Calle 3 Mz D, lote,1,2,3,6 y 13
Parque, Sullana, Peru
Reference # 432893
Dear Mr. Usca:
The U.S. Food and Drug Administration (FDA) inspected your seafood processing facility Inversiones Peru Pacifico S.A. located Calle 3, Mz D, lote,1,2,3,6 y 13, Parque Sullana, Peru on February 3-4, 2014. During that inspection, we found that you had violations of the seafood Hazard Analysis Critical Control Point (HACCP) regulation, Title 21, Code of Federal Regulations, Part 123 (21 CFR 123). At the conclusion of the inspection, the FDA investigator issued an FDA 483, Inspectional Observations, listing the observations made at your firm.
We acknowledge receipt of your response sent via email on March 3, 2014. Your response included your revised HACCP plan dated February 2, 2014, blank monitoring records and a corrective action plan. However, review of the documentation revealed that the response was not adequate, as further described in this letter.
In accordance with 21 CFR 123.6(g), failure of a processor of fish or fishery products to have and implement a HACCP plan that complies with this section or otherwise operate in accordance with the requirements of Part 123 renders the fish or fishery products adulterated within the meaning of Section 402(a)(4) of the Federal Food, Drug, and Cosmetic Act (the Act), 21 U.S.C. § 342(a)(4). Accordingly, your mahi mahi products are adulterated, in that they have been prepared, packed, or held under conditions whereby they may have been rendered injurious to health.
You may find the Act, the seafood HACCP regulation and the 4th Edition of the Fish and Fishery Products Hazards and Controls Guidance (the Hazards Guide) through links on FDA's home page at www.fda.gov. The Hazards Guide, which provides our recommendations regarding identification and control of food safety hazards reasonably likely to occur for your fish and fishery products, can be found on our web site at: http://www.fda.gov/Food/GuidanceRegulation/GuidanceDocumentsRegulatoryInformation/Seafood/ucm2018426.htm.

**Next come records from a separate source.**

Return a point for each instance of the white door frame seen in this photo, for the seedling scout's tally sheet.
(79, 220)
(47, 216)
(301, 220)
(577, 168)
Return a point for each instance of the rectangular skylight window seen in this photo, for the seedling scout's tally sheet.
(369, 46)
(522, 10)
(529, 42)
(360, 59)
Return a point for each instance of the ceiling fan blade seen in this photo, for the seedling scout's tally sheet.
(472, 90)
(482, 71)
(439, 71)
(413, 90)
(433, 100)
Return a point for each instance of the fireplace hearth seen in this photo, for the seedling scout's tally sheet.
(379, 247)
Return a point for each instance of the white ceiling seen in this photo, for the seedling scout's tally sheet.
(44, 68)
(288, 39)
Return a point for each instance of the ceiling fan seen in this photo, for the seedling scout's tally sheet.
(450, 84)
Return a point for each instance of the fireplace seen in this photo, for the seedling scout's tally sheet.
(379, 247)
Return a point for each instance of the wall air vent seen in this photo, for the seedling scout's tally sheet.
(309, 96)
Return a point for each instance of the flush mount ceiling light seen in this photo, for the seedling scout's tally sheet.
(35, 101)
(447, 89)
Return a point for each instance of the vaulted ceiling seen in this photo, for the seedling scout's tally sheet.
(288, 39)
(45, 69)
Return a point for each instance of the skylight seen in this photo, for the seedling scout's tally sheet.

Your significant deviations are as follows:
1. You must have a HACCP plan that, at a minimum, lists the critical limits that must be met, to comply with 21 CFR 123.6 (c)(3). A critical limit is defined in 21 CFR 123.3(c) as “the maximum or minimum value to which a physical, biological, or chemical parameter must be controlled at a critical control point to prevent, eliminate, or reduce to an acceptable level the occurrence of the identified food safety hazard.” However, your firm’s revised HACCP plan dated 07/02/2014 lists a critical limit that is not adequate at the “(b)(4)” critical control point to control scombrotoxin (histamine) formation. Specifically, your revised HACCP plan for “(b)(4)” lists a critical limit, “(b)(4).”
FDA recommends sensory examination of a representative sample of scombrotoxin forming fish shows decomposition in less than 2.5% of the fish in the sample. For example no more than 2 fish in a sample of 118 fish may show signs of decomposition.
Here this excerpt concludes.